To use the AWS Serverless Application Repository to deploy a data source connector for Hive to your account
  1. Sign in to the AWS Management Console and open the Serverless App Repository.

  2. In the navigation pane, choose Available applications.

  3. Select the option Show apps that create custom IAM roles or resource policies.

  4. In the search box, enter Hive. The connectors that appear include the following two:

    • AthenaHiveMetastoreFunction – Uber Lambda function .jar file.

    • AthenaHiveMetastoreFunctionWithLayer – Lambda layer and thin Lambda function .jar file.

    The two applications have the same functionality and differ only in their implementation. You can use either one to create a Lambda function that connects Athena to your Hive metastore.

  5. Choose the name of the connector that you want to use. This tutorial uses AthenaHiveMetastoreFunction.

    Choose the name of the Athena data source connector for Hive.
  6. Under Application settings, enter the parameters for your Lambda function.

    • LambdaFuncName – Provide a name for the function. For example, myHiveMetastore.

    • SpillLocation – Specify an Amazon S3 location in this account to hold spillover metadata if the Lambda function response size exceeds 4 MB.

    • HMSUris – Enter the URI of your Hive metastore host that uses the Thrift protocol at port 9083. Use the syntax thrift://<host_name>:9083.

    • LambdaMemory – Specify a value from 128 MB to 3008 MB. The Lambda function is allocated CPU cycles proportional to the amount of memory that you configure. The default is 1024.

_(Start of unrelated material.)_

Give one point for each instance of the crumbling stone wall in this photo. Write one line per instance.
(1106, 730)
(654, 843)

    • LambdaTimeout – Specify the maximum permissible Lambda invocation run time in seconds from 1 to 900 (900 seconds is 15 minutes). The default is 300 seconds (5 minutes).

    • VPCSecurityGroupIds – Enter a comma-separated list of VPC security group IDs for the Hive metastore.

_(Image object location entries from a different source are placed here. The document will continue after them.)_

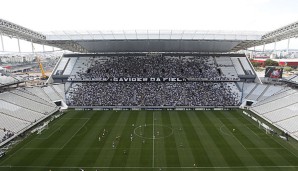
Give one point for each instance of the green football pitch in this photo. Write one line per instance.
(152, 140)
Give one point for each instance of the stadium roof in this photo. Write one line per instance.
(149, 40)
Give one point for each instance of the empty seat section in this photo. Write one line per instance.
(70, 66)
(51, 93)
(61, 66)
(237, 66)
(12, 124)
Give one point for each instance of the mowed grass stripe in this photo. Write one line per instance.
(94, 127)
(199, 152)
(159, 146)
(119, 158)
(68, 146)
(113, 126)
(276, 149)
(146, 151)
(45, 148)
(90, 141)
(258, 142)
(170, 146)
(240, 136)
(183, 148)
(212, 141)
(228, 135)
(134, 155)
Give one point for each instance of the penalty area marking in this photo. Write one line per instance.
(153, 137)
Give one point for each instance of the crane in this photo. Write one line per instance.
(43, 75)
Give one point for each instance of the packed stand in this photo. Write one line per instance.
(142, 66)
(6, 135)
(153, 94)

    • VPCSubnetIds – Enter a comma-separated list of VPC subnet IDs for the Hive metastore.

  7. On the bottom right of the Application details page, select I acknowledge that this app creates custom IAM roles, and then choose Deploy.

At this point, you can configure Athena to use your Lambda function to connect to your Hive metastore. For steps, see Configure Athena to use a deployed Hive metastore connector.